А Генка по-прежнему молчит и внимает.

«Ты что, все слова забыл?» — хочется мне заорать и двинуть ему по затылку. Но он вдруг сам отмирает и даже улыбается.

— Я-а, конечно, не священник, но и ты, Сонечка, не такая уж отъявленная грешница, какой себя возомнила.

Вот оно как — уже Со-онечка! Несчастная и безгрешная — прямо святоша! Аферистка!

— И спасибо, что рассказала, теперь моя самооценка снова на высоте, — довольно говорит Генка, а я невольно опускаю взгляд на его «самооценку» и закусываю предательски подрагивающие губы.

А этот дурачок ещё радуется. Чему, спрашивается?

— Сонька, я клянусь тебе, что у меня всё отлично, — выдаёт он со всем пылом, — и я ни разу не помянул тебя нехорошим словом.

За нехорошими словами — это ко мне.

— Но если хочешь, чтобы я был абсолютно счастлив, то хорош дурковать и дай уже шанс своему Артемону, иначе ваш киндер-сюрприз вырастет и всем нам замстит. Вам — за кретинизм, а мне — за невмешательство.

Мои уши бодро встрепенулись, и от сердца немного отлегло. Но Генкина блаженная улыбка меня по-прежнему бесит.

— Как скажешь, — говорит он в трубку, снова слушает и теперь улыбается ещё шире. Вот козёл!
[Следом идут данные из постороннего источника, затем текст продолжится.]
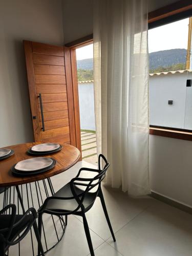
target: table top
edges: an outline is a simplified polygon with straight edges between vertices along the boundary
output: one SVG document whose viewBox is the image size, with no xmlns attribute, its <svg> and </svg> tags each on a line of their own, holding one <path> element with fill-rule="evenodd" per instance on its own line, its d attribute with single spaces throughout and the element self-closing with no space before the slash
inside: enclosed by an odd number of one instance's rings
<svg viewBox="0 0 192 256">
<path fill-rule="evenodd" d="M 38 157 L 30 155 L 27 153 L 30 147 L 38 144 L 41 143 L 19 144 L 4 147 L 13 150 L 14 154 L 8 158 L 0 160 L 0 187 L 20 185 L 51 177 L 67 170 L 77 163 L 79 159 L 80 152 L 76 147 L 69 144 L 61 144 L 62 146 L 61 151 L 50 155 L 39 156 L 39 157 L 51 157 L 55 159 L 57 164 L 53 169 L 33 176 L 26 177 L 13 176 L 10 169 L 14 164 L 19 161 Z"/>
</svg>

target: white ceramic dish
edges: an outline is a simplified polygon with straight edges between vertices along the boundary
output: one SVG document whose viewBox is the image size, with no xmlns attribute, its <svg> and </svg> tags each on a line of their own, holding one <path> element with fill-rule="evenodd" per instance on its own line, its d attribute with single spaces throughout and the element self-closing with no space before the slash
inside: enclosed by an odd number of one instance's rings
<svg viewBox="0 0 192 256">
<path fill-rule="evenodd" d="M 0 149 L 0 157 L 5 157 L 11 152 L 11 150 L 9 148 L 1 148 Z"/>
<path fill-rule="evenodd" d="M 18 162 L 15 169 L 22 172 L 33 172 L 50 166 L 53 160 L 49 157 L 34 157 Z"/>
<path fill-rule="evenodd" d="M 57 150 L 60 146 L 58 143 L 44 143 L 35 145 L 31 148 L 32 151 L 36 152 L 47 152 L 52 150 Z"/>
</svg>

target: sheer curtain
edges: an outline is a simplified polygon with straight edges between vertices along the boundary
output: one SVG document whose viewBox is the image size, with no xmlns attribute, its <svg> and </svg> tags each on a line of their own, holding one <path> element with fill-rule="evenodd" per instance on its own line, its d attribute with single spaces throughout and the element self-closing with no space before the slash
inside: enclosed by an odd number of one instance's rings
<svg viewBox="0 0 192 256">
<path fill-rule="evenodd" d="M 98 153 L 106 182 L 150 193 L 147 0 L 95 0 L 94 71 Z"/>
</svg>

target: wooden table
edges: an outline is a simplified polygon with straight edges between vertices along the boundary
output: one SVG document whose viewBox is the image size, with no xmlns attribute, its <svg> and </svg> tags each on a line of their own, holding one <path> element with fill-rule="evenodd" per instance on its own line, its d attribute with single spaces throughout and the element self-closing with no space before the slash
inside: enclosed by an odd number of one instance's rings
<svg viewBox="0 0 192 256">
<path fill-rule="evenodd" d="M 0 187 L 20 185 L 50 178 L 67 170 L 78 162 L 80 158 L 79 151 L 76 147 L 69 144 L 61 144 L 63 147 L 60 151 L 51 155 L 40 156 L 52 157 L 57 160 L 56 165 L 51 170 L 24 178 L 14 176 L 10 170 L 14 164 L 25 159 L 38 157 L 38 156 L 30 155 L 27 152 L 32 146 L 41 143 L 19 144 L 4 147 L 13 150 L 15 154 L 8 158 L 0 160 Z"/>
<path fill-rule="evenodd" d="M 30 148 L 38 144 L 40 144 L 40 143 L 29 143 L 5 147 L 5 148 L 13 150 L 14 154 L 9 158 L 0 160 L 0 187 L 6 187 L 4 194 L 3 206 L 5 207 L 10 203 L 14 203 L 17 205 L 18 214 L 19 214 L 19 208 L 20 214 L 21 209 L 23 212 L 25 212 L 27 208 L 32 206 L 37 209 L 43 203 L 45 199 L 44 198 L 42 195 L 42 190 L 45 191 L 46 197 L 51 196 L 54 193 L 50 177 L 65 172 L 70 168 L 78 162 L 80 156 L 79 151 L 77 148 L 69 144 L 61 144 L 62 148 L 60 151 L 50 155 L 39 156 L 39 157 L 51 157 L 57 161 L 56 165 L 52 169 L 42 174 L 25 177 L 16 177 L 13 175 L 10 169 L 13 165 L 19 161 L 33 157 L 38 157 L 38 156 L 32 156 L 27 153 L 27 151 Z M 41 187 L 40 181 L 41 181 Z M 63 184 L 64 185 L 65 184 Z M 15 198 L 15 194 L 16 194 L 15 193 L 15 188 L 17 192 L 17 200 L 16 198 Z M 35 196 L 37 198 L 36 201 L 38 202 L 38 204 L 36 207 L 34 205 Z M 57 222 L 57 224 L 56 224 L 56 222 L 53 217 L 52 217 L 53 224 L 53 230 L 54 229 L 55 230 L 58 242 L 51 245 L 47 244 L 46 232 L 44 232 L 44 239 L 46 241 L 45 252 L 50 250 L 55 246 L 55 244 L 60 241 L 64 234 L 65 229 L 65 222 L 62 217 L 58 218 L 59 222 Z M 61 225 L 63 230 L 63 232 L 62 235 L 60 236 L 60 237 L 59 237 L 57 231 L 58 223 L 60 225 L 60 225 Z M 46 223 L 45 223 L 45 226 L 46 225 Z M 59 229 L 59 227 L 57 229 Z M 31 240 L 33 252 L 34 241 L 33 241 L 32 234 Z M 18 249 L 20 254 L 20 247 L 19 247 Z M 34 254 L 33 254 L 33 255 Z"/>
</svg>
И вдруг отстраняет телефон от уха и с удивлением таращится на экран. Сорвалось, что ли? Ну если он сейчас додумается ей перезвонить, то я… пф-ф!.. да я его…

Но нет, не звонит — сидит лыбится… придурок! И по-прежнему не со мной. Арбузы, небось, вспоминает. Был бы он сейчас полностью здоров, уже искал бы меня по всей Германии.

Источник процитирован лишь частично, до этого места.